Horizontal distance traveled by a projectile fired from the ground can be modeled by $\displaystyle d = \frac {v_0^2\sin{2\theta}}{g}$, where $\displaystyle v_0$ is the initial velocity, $\displaystyle \theta$ is the launch angle in degrees, and "g" is acceleration due to gravity. (This model neglects air resistance and assumes a flat surface.)

a) A baseball is hit at an initial height of 5.5 feet with initial velocity of 95 ft/s at 42 degrees to the ground. Will the ball clear a 5 ft fence 310 feet from home plate?

I used a calculator to solve this one. I plugged in$\displaystyle y = \frac {95^2\sin{2x}}{9.8} +5.5$and find that when "x" is 42, the value of "y" is 921.3735. Since the "y" value is horizontal distance,the distance from home plate is 921.3735. My question is how do I know that the ball cleared the5 ft fence 310 ft away from home plate, since the "y" value is only the horizontal distance and not vertical distance?

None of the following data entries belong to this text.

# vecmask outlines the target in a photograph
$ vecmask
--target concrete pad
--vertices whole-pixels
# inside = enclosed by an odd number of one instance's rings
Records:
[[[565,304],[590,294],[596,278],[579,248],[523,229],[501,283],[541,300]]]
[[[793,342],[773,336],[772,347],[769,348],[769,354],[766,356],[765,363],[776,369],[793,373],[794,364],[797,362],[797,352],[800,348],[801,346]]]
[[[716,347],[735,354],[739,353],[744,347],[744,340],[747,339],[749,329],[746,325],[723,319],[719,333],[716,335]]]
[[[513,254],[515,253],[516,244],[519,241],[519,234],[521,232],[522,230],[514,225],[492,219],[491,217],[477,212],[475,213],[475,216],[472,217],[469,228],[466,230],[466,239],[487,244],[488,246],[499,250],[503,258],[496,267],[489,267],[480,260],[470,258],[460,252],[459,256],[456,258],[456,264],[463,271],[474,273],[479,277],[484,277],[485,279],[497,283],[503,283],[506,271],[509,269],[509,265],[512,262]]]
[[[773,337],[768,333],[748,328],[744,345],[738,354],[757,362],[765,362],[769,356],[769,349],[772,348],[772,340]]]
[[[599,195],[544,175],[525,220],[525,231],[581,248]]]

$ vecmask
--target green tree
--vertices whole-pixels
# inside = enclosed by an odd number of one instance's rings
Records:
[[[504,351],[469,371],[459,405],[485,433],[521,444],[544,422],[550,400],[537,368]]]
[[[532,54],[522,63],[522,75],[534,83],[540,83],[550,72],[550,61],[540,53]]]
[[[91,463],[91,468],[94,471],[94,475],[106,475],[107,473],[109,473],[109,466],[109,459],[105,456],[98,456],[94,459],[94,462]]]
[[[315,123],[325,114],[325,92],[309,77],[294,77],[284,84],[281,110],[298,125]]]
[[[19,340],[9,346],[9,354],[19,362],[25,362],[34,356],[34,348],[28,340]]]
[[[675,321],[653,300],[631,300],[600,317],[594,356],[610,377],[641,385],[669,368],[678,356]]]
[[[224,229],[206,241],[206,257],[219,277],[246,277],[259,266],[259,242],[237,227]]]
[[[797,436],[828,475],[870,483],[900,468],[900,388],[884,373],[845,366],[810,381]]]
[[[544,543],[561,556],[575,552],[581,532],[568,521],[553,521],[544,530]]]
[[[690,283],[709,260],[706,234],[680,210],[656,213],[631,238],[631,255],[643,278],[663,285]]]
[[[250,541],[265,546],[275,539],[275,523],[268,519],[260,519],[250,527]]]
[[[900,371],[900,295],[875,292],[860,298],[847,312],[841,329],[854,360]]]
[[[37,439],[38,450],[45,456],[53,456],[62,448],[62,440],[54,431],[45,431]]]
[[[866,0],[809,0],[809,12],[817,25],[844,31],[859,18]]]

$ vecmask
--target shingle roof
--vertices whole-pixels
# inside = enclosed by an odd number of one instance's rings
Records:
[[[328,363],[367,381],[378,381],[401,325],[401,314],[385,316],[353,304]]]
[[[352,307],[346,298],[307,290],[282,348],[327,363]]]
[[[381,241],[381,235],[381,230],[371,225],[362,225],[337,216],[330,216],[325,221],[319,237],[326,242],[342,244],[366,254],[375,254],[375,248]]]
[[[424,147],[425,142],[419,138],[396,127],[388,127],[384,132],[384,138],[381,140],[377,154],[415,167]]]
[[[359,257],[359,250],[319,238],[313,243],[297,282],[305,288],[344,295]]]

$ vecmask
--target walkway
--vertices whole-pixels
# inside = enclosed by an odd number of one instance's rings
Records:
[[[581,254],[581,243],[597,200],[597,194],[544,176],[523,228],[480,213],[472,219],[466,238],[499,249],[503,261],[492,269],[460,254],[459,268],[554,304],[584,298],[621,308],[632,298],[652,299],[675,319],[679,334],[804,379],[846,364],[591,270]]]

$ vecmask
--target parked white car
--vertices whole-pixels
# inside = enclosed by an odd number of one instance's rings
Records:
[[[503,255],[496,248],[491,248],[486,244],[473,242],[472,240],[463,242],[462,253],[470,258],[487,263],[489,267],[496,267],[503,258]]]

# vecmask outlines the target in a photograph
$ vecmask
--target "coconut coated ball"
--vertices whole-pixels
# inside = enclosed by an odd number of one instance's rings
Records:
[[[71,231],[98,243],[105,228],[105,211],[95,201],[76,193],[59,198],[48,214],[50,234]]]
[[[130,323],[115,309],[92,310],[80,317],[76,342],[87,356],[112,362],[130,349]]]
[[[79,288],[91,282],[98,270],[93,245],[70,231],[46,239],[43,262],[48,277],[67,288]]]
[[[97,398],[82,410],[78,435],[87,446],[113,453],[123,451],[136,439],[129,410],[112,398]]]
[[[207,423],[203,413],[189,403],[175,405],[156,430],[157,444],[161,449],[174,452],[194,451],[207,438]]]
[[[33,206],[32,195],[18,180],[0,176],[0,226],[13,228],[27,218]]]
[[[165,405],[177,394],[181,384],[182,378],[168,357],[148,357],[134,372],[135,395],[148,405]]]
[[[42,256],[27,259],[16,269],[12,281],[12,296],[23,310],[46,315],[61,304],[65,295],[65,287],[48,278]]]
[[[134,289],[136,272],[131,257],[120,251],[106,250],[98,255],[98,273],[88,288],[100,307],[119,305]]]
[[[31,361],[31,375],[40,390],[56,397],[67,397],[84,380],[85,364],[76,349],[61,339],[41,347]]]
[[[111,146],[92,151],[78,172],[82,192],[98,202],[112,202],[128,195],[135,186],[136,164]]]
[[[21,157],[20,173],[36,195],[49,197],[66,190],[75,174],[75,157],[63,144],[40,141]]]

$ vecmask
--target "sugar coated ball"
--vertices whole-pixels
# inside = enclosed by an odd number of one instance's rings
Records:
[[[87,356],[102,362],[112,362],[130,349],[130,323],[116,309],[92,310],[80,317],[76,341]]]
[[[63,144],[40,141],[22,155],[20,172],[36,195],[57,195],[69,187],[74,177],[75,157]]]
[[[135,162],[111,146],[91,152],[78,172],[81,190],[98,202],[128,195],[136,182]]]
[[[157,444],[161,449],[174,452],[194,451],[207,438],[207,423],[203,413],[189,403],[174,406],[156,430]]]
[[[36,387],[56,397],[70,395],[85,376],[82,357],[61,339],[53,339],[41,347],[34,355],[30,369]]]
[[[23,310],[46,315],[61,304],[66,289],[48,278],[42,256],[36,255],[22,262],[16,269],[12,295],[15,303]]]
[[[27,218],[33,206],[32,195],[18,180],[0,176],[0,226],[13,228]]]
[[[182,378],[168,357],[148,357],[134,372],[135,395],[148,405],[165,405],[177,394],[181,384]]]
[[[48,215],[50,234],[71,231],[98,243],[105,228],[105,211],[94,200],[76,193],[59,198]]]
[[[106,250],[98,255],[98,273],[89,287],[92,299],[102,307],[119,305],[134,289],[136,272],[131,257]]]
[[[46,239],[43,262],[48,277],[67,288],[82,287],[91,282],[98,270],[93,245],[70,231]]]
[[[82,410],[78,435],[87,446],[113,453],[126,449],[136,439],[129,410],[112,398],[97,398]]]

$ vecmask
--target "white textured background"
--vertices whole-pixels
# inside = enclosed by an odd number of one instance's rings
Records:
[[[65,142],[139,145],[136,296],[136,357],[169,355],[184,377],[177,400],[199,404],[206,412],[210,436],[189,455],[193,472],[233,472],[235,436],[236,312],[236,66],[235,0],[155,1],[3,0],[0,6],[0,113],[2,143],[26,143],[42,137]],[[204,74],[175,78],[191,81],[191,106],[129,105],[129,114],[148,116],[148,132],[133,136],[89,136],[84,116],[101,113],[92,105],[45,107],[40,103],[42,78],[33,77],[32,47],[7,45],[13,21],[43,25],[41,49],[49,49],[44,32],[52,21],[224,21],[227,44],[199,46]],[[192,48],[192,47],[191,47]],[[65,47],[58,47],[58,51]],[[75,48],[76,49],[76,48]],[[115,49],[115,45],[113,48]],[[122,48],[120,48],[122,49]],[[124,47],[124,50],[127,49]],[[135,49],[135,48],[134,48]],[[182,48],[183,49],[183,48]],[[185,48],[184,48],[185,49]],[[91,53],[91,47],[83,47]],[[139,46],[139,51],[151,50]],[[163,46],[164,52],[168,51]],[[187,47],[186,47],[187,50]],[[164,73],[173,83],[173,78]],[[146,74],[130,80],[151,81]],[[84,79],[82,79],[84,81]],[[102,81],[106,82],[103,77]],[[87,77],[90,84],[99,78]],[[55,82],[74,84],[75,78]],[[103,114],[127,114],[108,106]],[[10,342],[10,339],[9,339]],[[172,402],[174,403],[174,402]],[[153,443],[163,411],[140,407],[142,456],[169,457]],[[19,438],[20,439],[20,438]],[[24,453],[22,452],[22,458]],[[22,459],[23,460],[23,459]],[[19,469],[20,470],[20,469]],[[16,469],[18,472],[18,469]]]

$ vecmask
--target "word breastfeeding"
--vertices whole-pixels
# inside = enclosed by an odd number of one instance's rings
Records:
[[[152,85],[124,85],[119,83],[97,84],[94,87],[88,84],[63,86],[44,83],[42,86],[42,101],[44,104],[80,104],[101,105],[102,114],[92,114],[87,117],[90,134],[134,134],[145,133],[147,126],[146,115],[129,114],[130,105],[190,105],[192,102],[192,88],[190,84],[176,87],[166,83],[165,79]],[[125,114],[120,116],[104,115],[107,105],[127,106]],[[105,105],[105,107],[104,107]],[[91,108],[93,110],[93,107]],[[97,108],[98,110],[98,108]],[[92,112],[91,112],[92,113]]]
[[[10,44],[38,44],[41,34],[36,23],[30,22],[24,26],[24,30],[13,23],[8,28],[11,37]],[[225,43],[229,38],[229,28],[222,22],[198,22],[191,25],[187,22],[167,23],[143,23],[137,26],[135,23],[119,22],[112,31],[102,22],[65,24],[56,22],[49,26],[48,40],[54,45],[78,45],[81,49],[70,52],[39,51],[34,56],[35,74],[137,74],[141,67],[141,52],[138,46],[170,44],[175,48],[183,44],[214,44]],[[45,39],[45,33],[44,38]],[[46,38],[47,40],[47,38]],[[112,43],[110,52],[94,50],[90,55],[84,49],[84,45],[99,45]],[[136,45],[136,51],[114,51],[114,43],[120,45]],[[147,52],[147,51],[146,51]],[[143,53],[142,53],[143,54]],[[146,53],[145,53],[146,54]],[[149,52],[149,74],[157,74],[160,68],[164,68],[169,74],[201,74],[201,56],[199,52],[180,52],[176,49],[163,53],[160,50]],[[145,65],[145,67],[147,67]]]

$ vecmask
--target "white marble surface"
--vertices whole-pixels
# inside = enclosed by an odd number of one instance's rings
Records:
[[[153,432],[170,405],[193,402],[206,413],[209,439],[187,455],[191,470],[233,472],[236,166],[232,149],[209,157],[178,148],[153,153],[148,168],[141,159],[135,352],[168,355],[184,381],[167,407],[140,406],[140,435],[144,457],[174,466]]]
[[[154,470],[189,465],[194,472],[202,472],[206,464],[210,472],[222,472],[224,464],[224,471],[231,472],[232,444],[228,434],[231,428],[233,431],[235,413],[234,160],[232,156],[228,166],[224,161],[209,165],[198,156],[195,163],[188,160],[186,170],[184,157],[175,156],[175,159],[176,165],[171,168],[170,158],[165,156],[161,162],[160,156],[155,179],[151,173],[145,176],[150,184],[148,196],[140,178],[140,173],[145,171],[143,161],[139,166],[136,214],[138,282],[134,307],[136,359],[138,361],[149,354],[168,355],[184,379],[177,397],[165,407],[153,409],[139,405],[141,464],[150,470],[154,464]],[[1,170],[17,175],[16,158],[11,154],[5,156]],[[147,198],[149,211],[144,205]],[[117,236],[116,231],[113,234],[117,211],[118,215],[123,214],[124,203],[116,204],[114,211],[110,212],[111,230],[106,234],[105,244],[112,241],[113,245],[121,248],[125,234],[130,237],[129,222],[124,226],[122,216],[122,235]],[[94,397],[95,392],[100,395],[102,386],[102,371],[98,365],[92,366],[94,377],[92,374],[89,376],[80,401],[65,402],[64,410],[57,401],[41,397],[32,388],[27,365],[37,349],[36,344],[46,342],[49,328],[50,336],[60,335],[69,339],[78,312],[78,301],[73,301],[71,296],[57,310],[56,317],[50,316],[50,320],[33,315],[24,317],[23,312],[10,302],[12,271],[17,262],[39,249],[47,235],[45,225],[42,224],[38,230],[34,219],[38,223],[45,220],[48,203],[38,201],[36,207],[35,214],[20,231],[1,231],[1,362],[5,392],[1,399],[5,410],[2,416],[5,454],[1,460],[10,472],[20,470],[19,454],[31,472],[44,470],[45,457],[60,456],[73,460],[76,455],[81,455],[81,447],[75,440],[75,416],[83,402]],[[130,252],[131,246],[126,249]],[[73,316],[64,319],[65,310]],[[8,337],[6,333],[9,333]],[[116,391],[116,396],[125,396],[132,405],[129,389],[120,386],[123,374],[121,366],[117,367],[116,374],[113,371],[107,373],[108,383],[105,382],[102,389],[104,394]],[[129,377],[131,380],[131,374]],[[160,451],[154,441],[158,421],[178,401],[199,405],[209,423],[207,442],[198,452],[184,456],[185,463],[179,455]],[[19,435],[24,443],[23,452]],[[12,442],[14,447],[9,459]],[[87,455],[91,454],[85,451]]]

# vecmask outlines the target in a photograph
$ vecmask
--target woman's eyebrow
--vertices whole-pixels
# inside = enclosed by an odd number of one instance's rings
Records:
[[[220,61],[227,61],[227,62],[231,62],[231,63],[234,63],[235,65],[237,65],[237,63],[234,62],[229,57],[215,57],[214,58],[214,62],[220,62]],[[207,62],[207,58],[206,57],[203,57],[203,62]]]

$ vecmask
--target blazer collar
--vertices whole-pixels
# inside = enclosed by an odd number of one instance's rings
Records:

b) What angle will maximize the horizontal distance traveled and why?

I find out that the angle that will maximize horizontal distance is 45 degrees, which is true in physics from what I've learned. At 45 degrees the baseballl will travel 926.42 feet. My question is why is 45 the angle that maximizes horizontal distance?

c) Will the ball clear the fence if it at the angle from part (b) above?

Just like in part (a),how do I know that the ball cleared the5 ft fence 310 ft away from home plate? I know it traveled926.42 feet horizontally, but I don't know if it cleared the 5 foot fence.